Con los pares se acuerda el trayecto del ramal que se realiza. Su incumplimiento suele derivar en quilombitos (“yo hago de Quilmes a Sarandí, hay algunos que no respetan las paradas”). Más que con la policía, con la cual hay un acuerdo tácito de no bardear. Parte del cuidado del trabajo cotidiano implica regular la cantidad de vendedores, no cualquiera patea el tren aunque para subir no hace falta presentar curriculum vitae ni asistir a entrevistas laborales. Los requisitos suelen ser tres: ser familiar de algún vendedor, ser amigo de algún vendedor o ser poronga y aguantársela. 

Los viejos códigos —tribuneros, callejeros, nocturnos— dejan de funcionar “arriba y abajo” del tren, la convivencia se lacera y expone las fracturas generacionales. “Los pibes de ahora no te dan bola. Yo les decía: ‘un día van a perder, ustedes no saben convivir’. Lo que pasa es que son pibes que están acostumbrados a estar ahí arriba, vos los bajás del tren y se pierden. No saben lo que es ir a tomarse un café con una mujer. Te tiran todos el mismo berretín: ‘yo estuve en cana’. ¿Y qué aprendieron de estar en cana? Hay gente que estuvo en cana y aprendió el respeto. Yo les digo que son aprendiz de pijita con berretines de poronga”.

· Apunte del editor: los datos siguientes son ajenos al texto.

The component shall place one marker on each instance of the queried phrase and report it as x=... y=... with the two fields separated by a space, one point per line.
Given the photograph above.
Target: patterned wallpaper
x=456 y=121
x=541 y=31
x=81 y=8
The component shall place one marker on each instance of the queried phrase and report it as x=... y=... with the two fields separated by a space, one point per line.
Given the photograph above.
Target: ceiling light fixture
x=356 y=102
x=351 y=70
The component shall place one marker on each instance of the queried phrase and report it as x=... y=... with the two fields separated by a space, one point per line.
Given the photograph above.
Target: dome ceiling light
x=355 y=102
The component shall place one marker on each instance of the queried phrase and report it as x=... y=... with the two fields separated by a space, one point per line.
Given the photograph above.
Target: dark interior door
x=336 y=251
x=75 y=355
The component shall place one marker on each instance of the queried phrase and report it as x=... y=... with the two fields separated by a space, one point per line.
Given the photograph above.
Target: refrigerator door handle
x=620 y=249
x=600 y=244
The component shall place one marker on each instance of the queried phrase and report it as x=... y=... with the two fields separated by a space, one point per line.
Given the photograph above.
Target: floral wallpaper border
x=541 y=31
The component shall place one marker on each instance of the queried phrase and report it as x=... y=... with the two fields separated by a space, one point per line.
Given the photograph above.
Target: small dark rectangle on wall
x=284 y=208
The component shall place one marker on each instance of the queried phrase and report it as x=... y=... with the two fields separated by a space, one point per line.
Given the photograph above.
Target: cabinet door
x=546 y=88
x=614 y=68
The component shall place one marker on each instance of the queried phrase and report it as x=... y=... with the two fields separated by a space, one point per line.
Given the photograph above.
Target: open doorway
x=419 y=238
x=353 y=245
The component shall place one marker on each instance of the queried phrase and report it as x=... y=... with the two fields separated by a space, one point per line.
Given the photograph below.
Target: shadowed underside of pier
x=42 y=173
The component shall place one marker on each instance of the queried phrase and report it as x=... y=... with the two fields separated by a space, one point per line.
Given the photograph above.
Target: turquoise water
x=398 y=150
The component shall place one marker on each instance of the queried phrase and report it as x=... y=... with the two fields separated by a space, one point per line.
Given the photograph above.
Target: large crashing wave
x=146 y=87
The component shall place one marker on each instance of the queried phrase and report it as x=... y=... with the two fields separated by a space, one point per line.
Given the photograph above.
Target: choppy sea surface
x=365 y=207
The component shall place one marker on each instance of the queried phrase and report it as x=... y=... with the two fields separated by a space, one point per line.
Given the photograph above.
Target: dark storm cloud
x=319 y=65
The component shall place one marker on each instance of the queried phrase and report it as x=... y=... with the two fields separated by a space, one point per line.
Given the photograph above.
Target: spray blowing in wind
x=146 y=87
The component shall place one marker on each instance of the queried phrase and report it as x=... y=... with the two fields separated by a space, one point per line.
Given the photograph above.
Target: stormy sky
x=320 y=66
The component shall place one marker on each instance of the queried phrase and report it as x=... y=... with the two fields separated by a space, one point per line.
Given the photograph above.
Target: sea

no tienen chispa para conquistar 

Los viejos maestros de la venta ambulante dicen que “la chispa” necesaria para el negocio se perdió en el abismo generacional. Los recién llegados son hijos de una educación fallida que no transmite la cultura y los códigos que portan los mayores. “No tienen lunfardo, no leyeron nada, yo siempre digo que el que no leyó La Biblia y el Martín Fierro no puede entender la vida. Antes, para subir tenías que venir de saco, corbata, pantalón planchado, zapatitos bien lustrados. Ahora te suben paqueados, en ojotas, en shorcito, deplorable. ¡No sabés la bronca que me da! Yo les digo a los pibes que son como las hemorroides: salen para molestar”.

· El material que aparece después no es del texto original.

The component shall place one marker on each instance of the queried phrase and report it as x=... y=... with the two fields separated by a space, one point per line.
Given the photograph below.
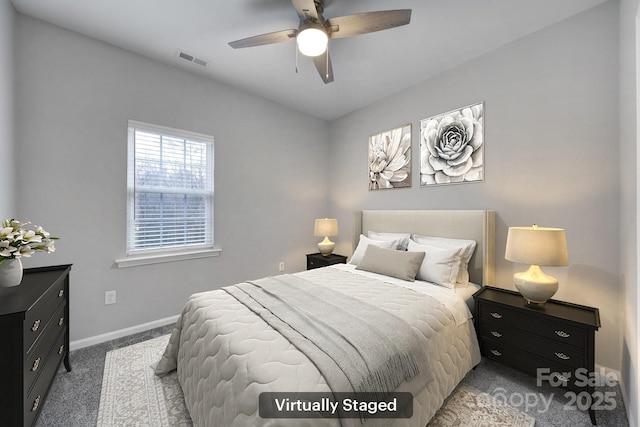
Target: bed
x=228 y=352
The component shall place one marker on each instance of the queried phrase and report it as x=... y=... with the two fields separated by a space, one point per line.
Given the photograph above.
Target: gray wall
x=75 y=95
x=629 y=303
x=551 y=154
x=8 y=203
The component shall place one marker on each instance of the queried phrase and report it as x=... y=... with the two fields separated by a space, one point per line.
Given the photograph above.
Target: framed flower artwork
x=390 y=159
x=452 y=147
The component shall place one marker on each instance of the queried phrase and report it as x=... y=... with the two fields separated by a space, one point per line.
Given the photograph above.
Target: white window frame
x=136 y=256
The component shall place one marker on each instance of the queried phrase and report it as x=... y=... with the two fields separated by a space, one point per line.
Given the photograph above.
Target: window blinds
x=170 y=180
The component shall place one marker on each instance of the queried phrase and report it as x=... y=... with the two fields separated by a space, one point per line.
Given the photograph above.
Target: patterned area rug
x=133 y=396
x=468 y=407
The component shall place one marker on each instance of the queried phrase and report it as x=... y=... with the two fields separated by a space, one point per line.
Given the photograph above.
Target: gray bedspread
x=376 y=350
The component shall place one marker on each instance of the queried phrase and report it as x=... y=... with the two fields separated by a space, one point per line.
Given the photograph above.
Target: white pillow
x=364 y=242
x=402 y=238
x=439 y=266
x=390 y=262
x=465 y=247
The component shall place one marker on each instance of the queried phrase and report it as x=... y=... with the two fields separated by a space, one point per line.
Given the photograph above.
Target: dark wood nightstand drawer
x=39 y=314
x=561 y=332
x=35 y=397
x=34 y=337
x=553 y=341
x=318 y=260
x=35 y=361
x=572 y=357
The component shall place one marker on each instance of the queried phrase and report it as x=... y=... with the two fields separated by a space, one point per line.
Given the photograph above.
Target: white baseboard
x=98 y=339
x=610 y=374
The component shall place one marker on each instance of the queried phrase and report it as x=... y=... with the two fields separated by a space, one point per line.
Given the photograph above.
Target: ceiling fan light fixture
x=312 y=39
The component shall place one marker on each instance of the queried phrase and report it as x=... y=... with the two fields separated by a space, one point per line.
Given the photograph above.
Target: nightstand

Las mutaciones en el mundo del laburo informal también contribuyen al ocaso del oficio de vendedor ambulante. Hoy es común que irrumpan familias tentaculares enteras, “lo que pasa es que ahora son todos parientes: el primo, el sobrino, el cuñado. Juegan mucho con la camiseta de la familia y eso a mí no me gusta. Yo llego a traer a todos los pibes míos, a mis sobrinos, mis hermanos, imaginate”. El cualquierismo familiar irrita tanto como el pibismo rapaz, atrevido y “sin conducta”. Si se recurre a las trincheras nostálgicas —de tono tanguero— o se deviene anti es porque los pibes y las familias copan la parada y organizan a sus modos la vida ambulante arriba y abajo del tren. “Mirá que yo viví en una villa eh, soy más villero que el villero, pero la diferencia es que a mí me gusta progresar. Yo tuve todo y lo perdí, pero me gusta progresar”. En la descripción de los viejos vendedores, los novatos se asemejan más a transas que a comerciantes. Acá la moral no corre, es por dinero y punto. El comercio al desnudo —parco, violento y sin envoltorio retórico— muestra no solo el ocaso de la raza de vendedores “ilustrados”, sino también el declive de una forma de vida.

los rajes del oficio

“Busca se le dice al vendedor. Por buscavida: el que sale a ganar la vida”, dice Cachi. El oficio de vendedor ambulante —como otros “rebusques” para ganarse el mango, como todo emprendedurismo lumpen— supone una marginalidad laboral que previamente es marginalidad existencial. Tipos duros —punks sin tachas, crestas, ni camperas de cuero— que le imprimen su estilo vital a los laburos. Trabajos que implican la impronta de vidas marginales, y no existencias amoldadas y programadas por el trabajo. Marginalidad lúcida y no llorona. Realismo sórdido e incuestionable, que percibe que las cosas son como son y que, aunque antes eran mejores, seguirán siendo así en el futuro inmediato —o quizás peores. Prepotencia de trabajo que es antes prepotencia vital necesaria para bancarse escenas pesadas. “Lo que pasa es que yo estoy solari, entonces me organizo el tiempo de laburo. A veces me quedo hasta las ocho de la noche (cuando necesito guita), si no laburo de diez a cinco de la tarde y me rajo. La ventaja que tenés en este laburo es que ves rápido la plata, y lo malo que la administramos para el carajo, ja. En general el busca es así. Como la ves todo los días no la medís, y al otro día andás a los saltos como en medio de un tiroteo pidiendo unos mangos”.